Remembering JFK in the Central Valley

November 22, 2013 5:06:20 PM PST
John F. Kennedy's most notable visit to the Central Valley came in Aug. of 1962, just 15 months before his assassination. He launched construction of one of the region's most important water projects.

"It is a pleasure for me to come out here and help blowup this Valley in the cause of progress," President John F. Kennedy said

President John F. Kennedy's sense of humor showed before he undertook the serious job of pushing the detonator to break ground on the San Luis Reservoir Dam near Los Banos.

"This is a fast trip but if it had no other benefit than to permit us to look at this Valley and other like it across the country where we can see the greenest and most richest earth producing the greatest and richest crops in the country and then a mile away see the same earth and see it brown and dusty and useless and all because there's water in one place and not in another," Kennedy said

Democratic Congressman Jim Costa notes Kennedy's words then reflected on what was part of his progressive political agenda.

"President Kennedy wanted to move the country forward it was the new frontier and investing Americas infrastructure our water system was a high priority," Costa said.

Among those at the groundbreaking near Los Banos was former Fresno Congressman John Krebs, who was then a leader in California's Democratic Party.

"I remember him as an extremely charismatic person," Krebs said.

Krebs had been with Kennedy on his earlier visits to Fresno and the Valley.
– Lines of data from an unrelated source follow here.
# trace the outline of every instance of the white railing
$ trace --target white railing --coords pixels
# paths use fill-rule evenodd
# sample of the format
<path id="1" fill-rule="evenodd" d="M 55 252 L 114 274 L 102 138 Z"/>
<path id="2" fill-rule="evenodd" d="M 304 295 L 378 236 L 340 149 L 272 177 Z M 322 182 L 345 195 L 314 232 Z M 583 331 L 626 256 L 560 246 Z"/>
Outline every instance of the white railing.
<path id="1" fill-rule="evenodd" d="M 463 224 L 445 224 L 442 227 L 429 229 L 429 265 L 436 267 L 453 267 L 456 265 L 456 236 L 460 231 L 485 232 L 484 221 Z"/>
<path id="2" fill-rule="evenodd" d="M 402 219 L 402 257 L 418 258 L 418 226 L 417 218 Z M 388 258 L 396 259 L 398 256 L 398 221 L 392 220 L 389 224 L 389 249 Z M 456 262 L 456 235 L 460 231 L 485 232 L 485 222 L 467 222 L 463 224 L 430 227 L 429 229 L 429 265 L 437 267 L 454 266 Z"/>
He remembers JFK as the greatest communicator.

"President Reagan, Bill Clinton and now President Obama they all had their strengths and their weaknesses, but I think Kennedy in terms of charisma and oratory I think beats them all," Krebs said.

That charm, and charisma endeared a nation to JFK and for Political Historian Lori Clune of Fresno State believes that's one reason his death remains such a tragic event in our history.

"The sense of vibrancy and optimism and hope that he captured in so many young people around the country, so I think 50 years later for many people who lived through it, it still feels very real, very immediate and very painful," Clune said.

And for the younger generation, like Fresno State senior Sean Kiernan marking this 50th anniversary of his assassination provides a sobering history lesson.

"It's a reminder to us that absolutely horrible things that shake the foundations of our country and the world are possible even though we don't expect them to happen at any particular moment," Kiernan said.